Proste ciastka biszkoptowe z domową galaretką – u mnie malinową, ale można użyć dowolnych owoców sezonowych. Idealne dla maluchów, bo bez ulepszaczy, z niewielką ilością cukru, który można w ogóle zamienić na syrop klonowy lub daktylowy. Jeśli nie macie niedużych foremek to możecie ciasto upiec w okrągłej formie o średnicy 23 cm.

Co będzie potrzebne (4 ciastka o średnicy 10 cm) :

– 2 jajka
– 20 g brązowego cukru nierafinowanego
– 50 g mąki  (u mnie pszenna pełnoziarnista)
– 20 g mąki ziemniaczanej
– 1/3 opakowania malin (po zblendowaniu ma wyjść ok 200 ml)
– agar 3 g

Wykonanie :

Białka ubić na sztywną pianę, ciągle miksując dodać cukier, gdy się rozpuści, zmniejszyć obroty i dodać żółtka. Zmiksować tylko do połączenia składników. Używając szpatułki delikatnie wmieszać przesiane mąki. Przelać ciasto do foremek wysmarowanych masłem. Piec w 150 stopniach przez około 12 minut (w dużej formie ok 20 minut) do suchego patyczka.
Wyjąć foremki z piekarnika i zrzucić na podłogę z wysokości 40 cm, po czym zostawić do wystudzenia, dopiero wtedy wyjąć ciastka.

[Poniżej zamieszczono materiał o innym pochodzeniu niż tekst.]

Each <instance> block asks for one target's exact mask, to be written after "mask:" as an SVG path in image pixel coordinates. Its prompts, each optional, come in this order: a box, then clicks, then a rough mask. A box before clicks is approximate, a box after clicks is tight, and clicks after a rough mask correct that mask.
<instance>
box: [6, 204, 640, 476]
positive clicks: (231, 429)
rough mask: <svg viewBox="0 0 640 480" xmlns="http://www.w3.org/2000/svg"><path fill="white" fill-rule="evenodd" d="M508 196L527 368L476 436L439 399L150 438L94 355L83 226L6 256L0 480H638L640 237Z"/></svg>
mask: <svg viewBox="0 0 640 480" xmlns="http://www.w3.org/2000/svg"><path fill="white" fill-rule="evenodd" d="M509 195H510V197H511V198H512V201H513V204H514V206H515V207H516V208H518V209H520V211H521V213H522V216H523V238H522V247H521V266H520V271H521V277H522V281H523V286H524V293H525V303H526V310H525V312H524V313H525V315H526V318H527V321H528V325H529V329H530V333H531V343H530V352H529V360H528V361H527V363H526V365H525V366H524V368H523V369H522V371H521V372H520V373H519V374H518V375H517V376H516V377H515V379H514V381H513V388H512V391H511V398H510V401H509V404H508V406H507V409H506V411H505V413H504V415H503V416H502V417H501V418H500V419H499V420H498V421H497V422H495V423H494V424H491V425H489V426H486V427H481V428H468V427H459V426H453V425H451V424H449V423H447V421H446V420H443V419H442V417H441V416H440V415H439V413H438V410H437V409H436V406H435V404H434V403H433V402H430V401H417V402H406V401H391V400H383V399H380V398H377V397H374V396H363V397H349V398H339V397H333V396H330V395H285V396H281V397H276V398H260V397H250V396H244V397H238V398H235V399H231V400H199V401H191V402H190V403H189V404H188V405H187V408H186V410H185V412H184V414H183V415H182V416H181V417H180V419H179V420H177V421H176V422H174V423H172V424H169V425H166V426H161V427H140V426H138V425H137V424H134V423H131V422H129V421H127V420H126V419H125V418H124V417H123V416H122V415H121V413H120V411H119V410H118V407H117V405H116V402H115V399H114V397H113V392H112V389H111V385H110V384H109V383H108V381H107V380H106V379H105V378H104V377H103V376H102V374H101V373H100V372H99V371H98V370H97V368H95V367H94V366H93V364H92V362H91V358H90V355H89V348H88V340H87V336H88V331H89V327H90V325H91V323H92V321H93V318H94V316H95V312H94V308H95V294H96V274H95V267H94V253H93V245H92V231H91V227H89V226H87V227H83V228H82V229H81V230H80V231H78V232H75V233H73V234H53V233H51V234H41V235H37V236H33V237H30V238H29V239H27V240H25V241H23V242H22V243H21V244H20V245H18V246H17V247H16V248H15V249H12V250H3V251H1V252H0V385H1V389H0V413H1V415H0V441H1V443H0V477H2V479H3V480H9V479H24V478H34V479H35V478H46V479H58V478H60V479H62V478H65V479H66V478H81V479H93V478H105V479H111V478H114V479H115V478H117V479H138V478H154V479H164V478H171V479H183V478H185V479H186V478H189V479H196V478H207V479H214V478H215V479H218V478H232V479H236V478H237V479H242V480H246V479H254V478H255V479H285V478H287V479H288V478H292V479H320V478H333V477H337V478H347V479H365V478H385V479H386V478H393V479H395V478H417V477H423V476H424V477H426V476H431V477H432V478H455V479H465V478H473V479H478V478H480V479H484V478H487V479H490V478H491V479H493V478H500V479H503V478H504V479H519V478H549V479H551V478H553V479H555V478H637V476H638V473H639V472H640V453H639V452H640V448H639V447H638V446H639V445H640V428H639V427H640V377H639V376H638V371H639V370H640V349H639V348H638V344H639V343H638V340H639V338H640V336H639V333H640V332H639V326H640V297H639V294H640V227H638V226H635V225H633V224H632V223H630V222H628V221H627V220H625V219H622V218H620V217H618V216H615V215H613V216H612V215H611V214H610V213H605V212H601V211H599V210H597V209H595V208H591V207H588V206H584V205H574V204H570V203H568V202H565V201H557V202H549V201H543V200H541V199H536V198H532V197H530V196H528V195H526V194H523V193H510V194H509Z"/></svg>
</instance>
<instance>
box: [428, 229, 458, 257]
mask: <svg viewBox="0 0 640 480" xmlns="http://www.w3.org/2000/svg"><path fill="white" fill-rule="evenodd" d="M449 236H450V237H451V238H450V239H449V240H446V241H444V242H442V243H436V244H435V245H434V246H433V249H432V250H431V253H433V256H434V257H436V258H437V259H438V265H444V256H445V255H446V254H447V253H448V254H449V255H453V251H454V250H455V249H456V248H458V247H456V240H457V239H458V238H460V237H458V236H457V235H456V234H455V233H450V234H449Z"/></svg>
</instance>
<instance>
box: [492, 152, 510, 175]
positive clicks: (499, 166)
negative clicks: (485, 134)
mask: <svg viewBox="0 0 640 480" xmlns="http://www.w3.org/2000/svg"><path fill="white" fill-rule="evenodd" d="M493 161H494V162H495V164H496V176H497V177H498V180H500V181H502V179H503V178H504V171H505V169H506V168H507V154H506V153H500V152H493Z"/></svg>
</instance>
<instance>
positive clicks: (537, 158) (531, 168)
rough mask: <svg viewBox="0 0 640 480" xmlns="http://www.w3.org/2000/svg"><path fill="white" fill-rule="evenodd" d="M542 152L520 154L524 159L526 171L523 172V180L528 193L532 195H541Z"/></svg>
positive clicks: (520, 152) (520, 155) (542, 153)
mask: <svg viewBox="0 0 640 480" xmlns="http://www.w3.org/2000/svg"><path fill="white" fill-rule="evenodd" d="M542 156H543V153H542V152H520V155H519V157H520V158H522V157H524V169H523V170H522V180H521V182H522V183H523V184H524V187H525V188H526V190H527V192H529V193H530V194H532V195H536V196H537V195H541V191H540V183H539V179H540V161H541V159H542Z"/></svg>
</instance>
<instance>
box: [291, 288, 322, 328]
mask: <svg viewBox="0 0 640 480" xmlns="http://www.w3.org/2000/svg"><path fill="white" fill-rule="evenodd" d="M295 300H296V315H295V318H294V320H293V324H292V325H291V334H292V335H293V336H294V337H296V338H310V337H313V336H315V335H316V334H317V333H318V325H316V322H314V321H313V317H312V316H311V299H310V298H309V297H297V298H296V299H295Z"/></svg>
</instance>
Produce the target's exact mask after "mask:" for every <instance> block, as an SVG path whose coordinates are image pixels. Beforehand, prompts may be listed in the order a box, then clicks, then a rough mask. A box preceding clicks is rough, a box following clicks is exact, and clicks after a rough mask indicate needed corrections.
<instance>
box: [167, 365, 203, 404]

Maliny zblendować z odrobiną wody. Zagotować w garnku, wymieszać odrobinę musu malinowego z agarem i wlać z powrotem do garnka. Gotować na niedużym ogniu przez minutę, mieszając. Odstawić do przestudzenia i lekkiego zgęstnienia. Nakładać na wystudzone ciasto, podawać gdy galaretka stężeje.

Użyłam foremek Zenker by Fackelmann z wgłębieniem idealnym do wypełnienia kremem lub galaretką.